Wednesday, August 18, 2010

Crush

I've got so much to be thankful for. I could list it all but I'm sure it would be a boring thing and too long of a list to read. I have the list in my heart, and that's good enough.

I also have much to regret and be embarrassed about. I've made so many mistakes this year, it's crushing me and my family under a mountain of worry and all of these "running away" feelings are just my coping mechanisms taking over and it's not good.

When the people around me lose hope, I usually fight back with tons of optimism and fixits galore, but I'm getting very tired and not really finding those reserves that I need to help prop everyone up.
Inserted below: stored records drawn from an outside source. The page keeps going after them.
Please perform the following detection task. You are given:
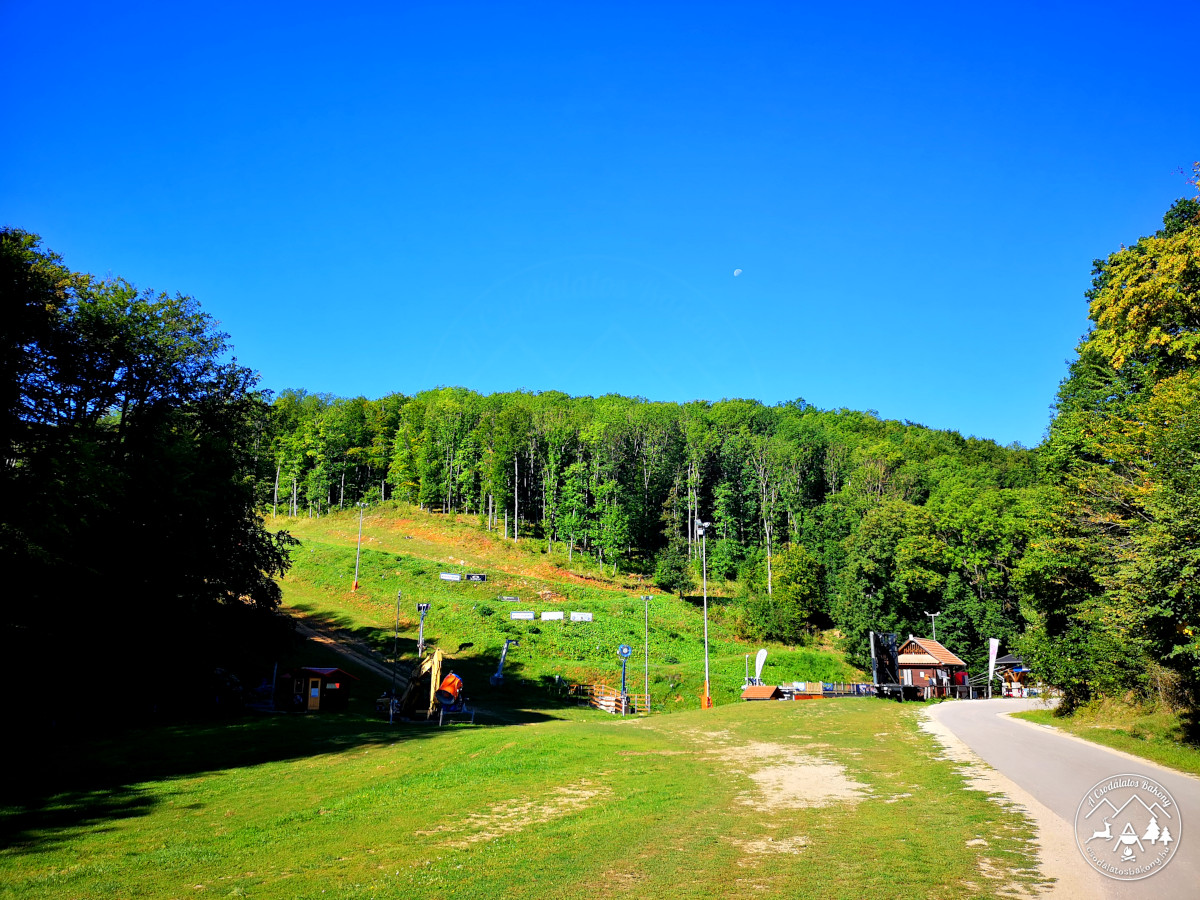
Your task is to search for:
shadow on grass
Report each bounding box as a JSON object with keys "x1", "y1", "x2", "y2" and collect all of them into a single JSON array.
[{"x1": 0, "y1": 617, "x2": 569, "y2": 853}]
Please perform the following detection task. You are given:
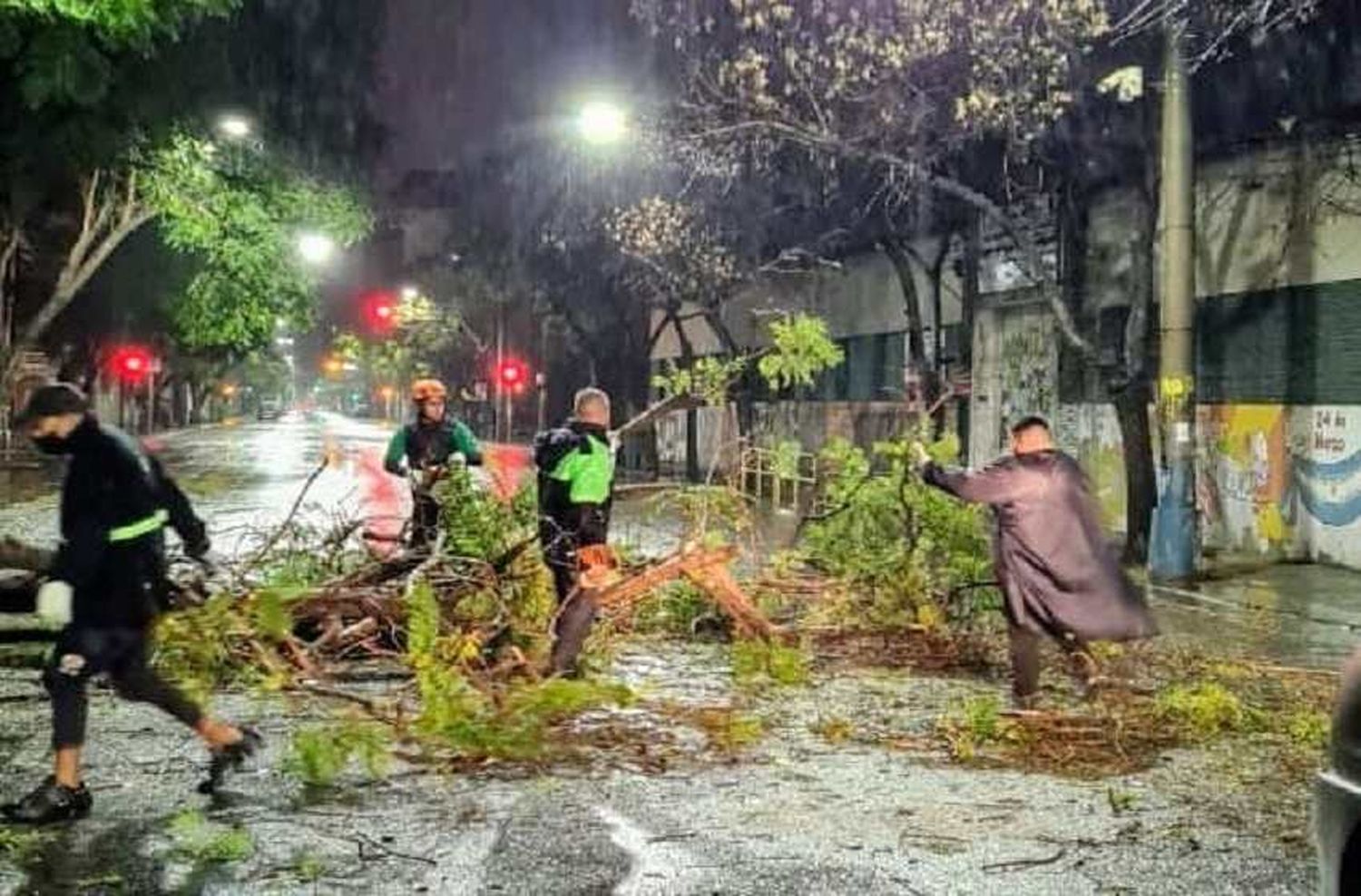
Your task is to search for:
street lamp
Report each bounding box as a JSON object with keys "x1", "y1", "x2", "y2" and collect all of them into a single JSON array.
[
  {"x1": 577, "y1": 99, "x2": 629, "y2": 145},
  {"x1": 299, "y1": 234, "x2": 337, "y2": 265},
  {"x1": 218, "y1": 114, "x2": 252, "y2": 140}
]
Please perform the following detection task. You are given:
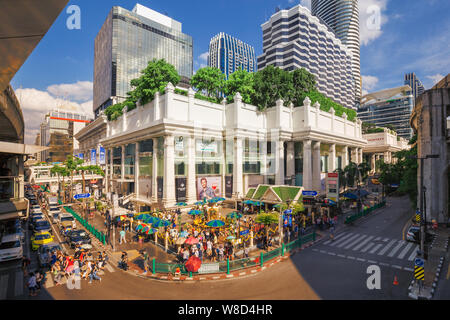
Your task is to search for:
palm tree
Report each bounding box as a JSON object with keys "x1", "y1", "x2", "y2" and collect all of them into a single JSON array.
[{"x1": 255, "y1": 212, "x2": 278, "y2": 249}]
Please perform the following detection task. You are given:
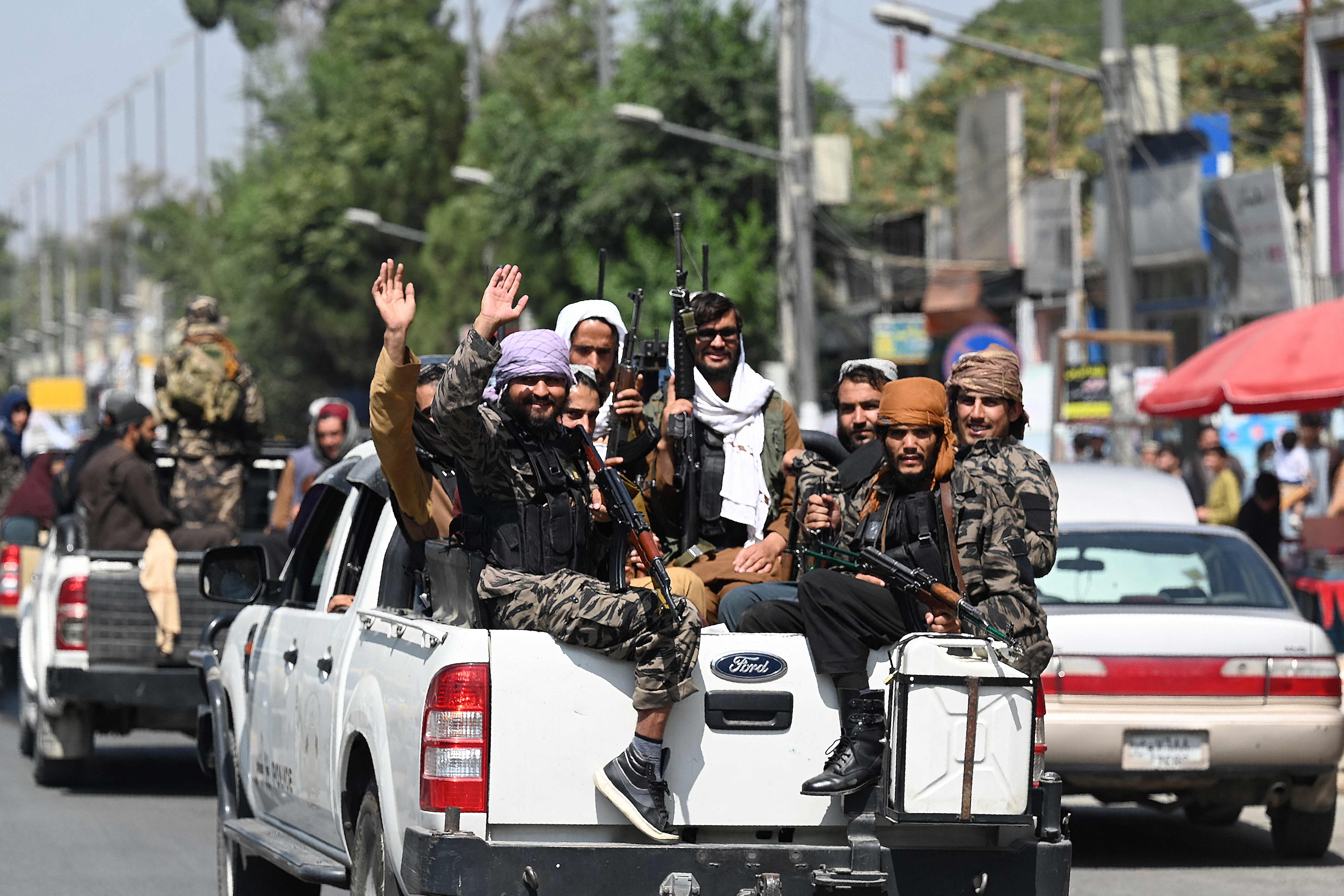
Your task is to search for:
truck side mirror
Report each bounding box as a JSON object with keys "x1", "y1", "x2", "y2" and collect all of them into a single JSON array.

I HATE. I have a lot of anger and hate in my heart for the things around me that seem to be pulling me down into that sin of hopelessness and useless regret.

Debbiedowner is back again, full force. As much as I love the season of fall, it always happens this time of year. I think I kind of know why. It's because it's the time of year that I feel most accountable to "the Man". School starts, activities for the kids rev up, we have to be certain places at certain times, winter is coming and so are the bills that come with colder weather, the holidays, and school books, kids are not used to the "buckling down" and get more anxious and their fighting starts to make me feel like a failure. I can't keep up.

I really can't keep up. I've been fooling myself for 2 years that things FOR SURE have to get better and that the economy will turn around soon and that there will be more work for Butch and I can make "extra" by doing something at home...it's all a total farce. Work is NOT coming for Butch and, in reality, his income will have been cut nearly in half by the end of the year (with the bits and pieces taken off in such a slow, menacing way, it was hard to see at the time:lay offs, injury, half days here and there, etc.). The sick irony of it is that his job was always "recession proof" in the past. Every time he'd come home and say "Things are going to slow down! They hinted at it in the office!", I'd just laugh and say "Yeah, right!" because it never did...BEFORE. Now that it's a reality, it has me stumped. How do we move forward when we can't even pay for the here and now? How do people live like this?

We've always been stretched, and suffered hard times early in our lives together...but this is just...so bad. We have each other and we have a great family, but everyone in it is suffering similar worries. What happens when we can no longer lean on each other for support, for fear of pushing the other person over the edge?

It's going to be a tough rest of the year. We are going to have to make some hefty decisions and I really don't know what to do. I hate being a slave to debt and insecurity.

There are a lot of "I"s in this stressed out rant. Depression is a very selfish thing.

Hopehopehopehopehopehopehopehopehopehopehopehope has to be the mantra/prayer. I just can't find it right now.